One Lesson of Obamacare: The Government Isn't Good at Developing Software
One all-too-apparent lesson from the launch of Obamacare's health insurance exchanges last year is that the government isn't very good at building software technology.
The federal health exchange portal, HealthCare.gov, was essentially unusable for two months after launch last year, despite repeated outside warnings that the project was in trouble and repeated administration assurances that all was under control. The biggest issues on the consumer side of the system were at least temporarily patched by December, but much of the back end that communicates with and pays insurers remained—and remains today—incomplete. Insurers are using imprecise manual workarounds instead. Last week, the Inspector General for the Department of Health and Human Services reported that there were 2.9 million "inconsistencies"—situations in which the data hub was not able to verify submitted information, mostly regarding citizenship and income—in the applications sent to the federal exchange. The vast majority, about 2.6 million, remained unresolved.
It's not just the federal government. The state exchanges remain a mess. Some were never functional and had to be scrapped. And even those being held up as model systems, like Covered California, have problems. As The Wall Street Journal reports, thousands of people who purchased health coverage through state exchanges "still don't have coverage due to problems in enrollment systems. In states including California, Nevada and Massachusetts, which are running their own online insurance exchanges, some consumers picked a private health plan and paid their premiums only to learn recently that they aren't insured."
The experience overall with the exchanges has not been good. As The L.A. Times reports, even highly educated, tech-savvy young adults had serious difficulties using the site. In a study, researchers found that people between the age of 19 and 30 were often stymied by the system. When asked how it could be better, they said they'd like it to be more like commonly used, privately developed websites and applications—things like Yelp or TurboTax.

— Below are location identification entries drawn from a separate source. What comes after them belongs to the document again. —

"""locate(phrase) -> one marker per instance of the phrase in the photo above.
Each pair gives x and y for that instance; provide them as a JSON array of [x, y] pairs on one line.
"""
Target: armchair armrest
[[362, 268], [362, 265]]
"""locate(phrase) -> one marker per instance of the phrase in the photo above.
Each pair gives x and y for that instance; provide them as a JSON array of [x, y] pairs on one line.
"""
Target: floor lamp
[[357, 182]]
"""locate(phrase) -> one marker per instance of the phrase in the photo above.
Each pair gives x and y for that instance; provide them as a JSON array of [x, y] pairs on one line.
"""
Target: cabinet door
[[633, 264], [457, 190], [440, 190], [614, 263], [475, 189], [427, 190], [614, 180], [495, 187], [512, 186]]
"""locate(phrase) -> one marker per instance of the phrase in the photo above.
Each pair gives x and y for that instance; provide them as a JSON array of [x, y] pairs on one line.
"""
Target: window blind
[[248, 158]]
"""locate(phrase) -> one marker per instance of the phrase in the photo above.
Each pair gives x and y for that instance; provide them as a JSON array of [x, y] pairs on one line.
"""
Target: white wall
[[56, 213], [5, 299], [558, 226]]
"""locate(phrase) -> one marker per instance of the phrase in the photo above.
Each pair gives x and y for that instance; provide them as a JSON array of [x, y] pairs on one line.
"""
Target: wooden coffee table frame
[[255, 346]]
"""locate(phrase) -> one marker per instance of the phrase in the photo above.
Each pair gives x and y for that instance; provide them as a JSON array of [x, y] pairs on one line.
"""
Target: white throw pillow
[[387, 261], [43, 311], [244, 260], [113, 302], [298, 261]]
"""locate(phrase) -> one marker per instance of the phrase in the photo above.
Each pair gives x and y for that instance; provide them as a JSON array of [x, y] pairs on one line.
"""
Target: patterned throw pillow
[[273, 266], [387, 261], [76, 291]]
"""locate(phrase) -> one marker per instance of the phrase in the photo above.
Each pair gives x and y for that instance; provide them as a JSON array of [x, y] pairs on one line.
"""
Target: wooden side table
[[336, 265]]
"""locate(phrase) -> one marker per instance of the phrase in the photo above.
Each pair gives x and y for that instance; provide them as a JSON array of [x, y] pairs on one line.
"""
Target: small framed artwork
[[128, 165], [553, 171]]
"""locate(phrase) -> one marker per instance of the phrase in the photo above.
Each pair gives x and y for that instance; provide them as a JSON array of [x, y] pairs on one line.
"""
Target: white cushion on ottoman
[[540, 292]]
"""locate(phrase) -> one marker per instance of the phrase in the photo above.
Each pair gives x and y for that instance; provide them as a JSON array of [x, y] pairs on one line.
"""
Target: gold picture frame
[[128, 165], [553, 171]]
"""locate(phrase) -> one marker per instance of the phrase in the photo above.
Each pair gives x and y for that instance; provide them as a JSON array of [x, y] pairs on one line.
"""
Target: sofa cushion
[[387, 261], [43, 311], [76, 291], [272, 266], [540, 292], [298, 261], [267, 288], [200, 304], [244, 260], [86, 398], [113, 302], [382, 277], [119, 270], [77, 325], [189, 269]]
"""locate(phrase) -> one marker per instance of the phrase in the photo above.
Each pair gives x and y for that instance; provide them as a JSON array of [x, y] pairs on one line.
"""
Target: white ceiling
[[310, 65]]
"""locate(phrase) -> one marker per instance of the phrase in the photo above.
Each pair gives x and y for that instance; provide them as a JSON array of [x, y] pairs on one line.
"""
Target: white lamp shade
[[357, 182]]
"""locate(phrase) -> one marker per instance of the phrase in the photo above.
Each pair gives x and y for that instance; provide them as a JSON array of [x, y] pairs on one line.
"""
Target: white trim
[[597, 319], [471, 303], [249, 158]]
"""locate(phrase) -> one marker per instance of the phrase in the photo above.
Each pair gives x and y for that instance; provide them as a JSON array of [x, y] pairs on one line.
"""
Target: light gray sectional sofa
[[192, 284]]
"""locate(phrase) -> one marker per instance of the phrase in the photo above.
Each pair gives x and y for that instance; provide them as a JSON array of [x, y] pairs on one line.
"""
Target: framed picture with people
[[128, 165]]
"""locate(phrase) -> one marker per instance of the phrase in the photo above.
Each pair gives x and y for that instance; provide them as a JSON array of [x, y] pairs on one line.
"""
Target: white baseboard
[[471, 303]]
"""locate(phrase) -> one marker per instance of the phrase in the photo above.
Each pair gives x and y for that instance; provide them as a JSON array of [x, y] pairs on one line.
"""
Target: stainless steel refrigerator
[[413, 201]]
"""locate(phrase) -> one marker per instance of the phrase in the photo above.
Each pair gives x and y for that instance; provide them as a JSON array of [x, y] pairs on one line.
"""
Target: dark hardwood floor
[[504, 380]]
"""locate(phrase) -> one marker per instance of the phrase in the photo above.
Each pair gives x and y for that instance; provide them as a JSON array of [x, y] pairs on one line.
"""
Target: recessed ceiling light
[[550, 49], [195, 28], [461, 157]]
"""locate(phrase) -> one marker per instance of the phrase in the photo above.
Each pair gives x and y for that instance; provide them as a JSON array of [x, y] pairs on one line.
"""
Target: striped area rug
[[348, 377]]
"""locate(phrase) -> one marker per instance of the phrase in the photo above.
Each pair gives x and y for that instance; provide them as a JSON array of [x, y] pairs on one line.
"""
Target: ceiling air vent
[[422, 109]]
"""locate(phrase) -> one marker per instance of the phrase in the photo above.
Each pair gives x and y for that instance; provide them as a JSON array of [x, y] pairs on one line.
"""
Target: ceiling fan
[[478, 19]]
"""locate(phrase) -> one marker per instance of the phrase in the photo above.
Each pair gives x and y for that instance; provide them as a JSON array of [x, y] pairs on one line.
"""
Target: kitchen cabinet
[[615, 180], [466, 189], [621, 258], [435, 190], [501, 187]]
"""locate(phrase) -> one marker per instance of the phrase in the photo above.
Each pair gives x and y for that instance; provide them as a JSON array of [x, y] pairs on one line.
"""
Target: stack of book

Obamacare's exchanges were not inexpensive projects, built on the cheap with skimpy resources. As of February, the federal health agency had budgeted about $834 million for the exchange. By the end of the year, it is expected to have spent $1 billion. That's relatively cheap compared to the price tag for all the state exchanges, which cost some $4.7 billion.
In contrast, the first iPhone—a marvel of usable, accessible design which, in addition to its hardware, included a brand new touch-screen operating system that spawned a slew of competitors and has now fundamentally reshaped Apple's business, the handheld device market, and millions of daily lives in its image—cost about $150 million to develop before its release in 2007.
This is obviously not a perfect comparison: Apple was building a consumer gadget, not a highly regulated, health-focused, government-run shopping portal; Apple wasn't coordinating and connecting multiple government agencies and insurer computer systems, nor was it relying on an army of outside contractors; and Apple was not building a product that, by law, had to launch and had to have certain specifications.
Even still, those difference are not quite so extreme as they might sound: Apple's project required coordinating with mobile carriers, first AT&T and then others, and, in the year after the first generation phone launched, building a unique platform (the app store) for a wide array of mobile software to sell their wares. And while Apple was not bound by law to complete the iPhone and make it a success, it had spent so much on development that it would have destabilized the entire company. It too was bound to complete its product. (And it's worth remembering that former HHS Secretary Kathleen Sebelius explicitly compared Obamacare's exchanges to the iPhone during the early days of the rollout.)
And at the same time, those differences also suggest the inherent advantages of the private sector. It's less restricted by bureaucracy and regulations, more flexible in terms of deadlines and partnership decisions, and able to do its work quickly and effectively in house. It is motivated by competition and by consumer demand. It's also, as a market leading company, able to hire the most productive and innovative workers, and pay them more. (One of the reasons why military R&D is generally more successful is that it takes place in a lab-like environment where project deadlines and specifications, not to mention political pressures, aren't always as restrictive as on a big domestic-policy project like the exchanges.)
These advantages are built in, and while it's certainly possible and desirable to improve tech management and administration in the public sector to some extent, those advantages are never going to go away. It's never going to be a level playing field.
The trick, then, isn't to determine, as we have, that the government isn't very good at software development and put a lot of energy into trying to make it better. It's to recognize the government's limited capabilities and built-in disadvantages, accept them, and work to avoid project and programs that might require the government to play software developer.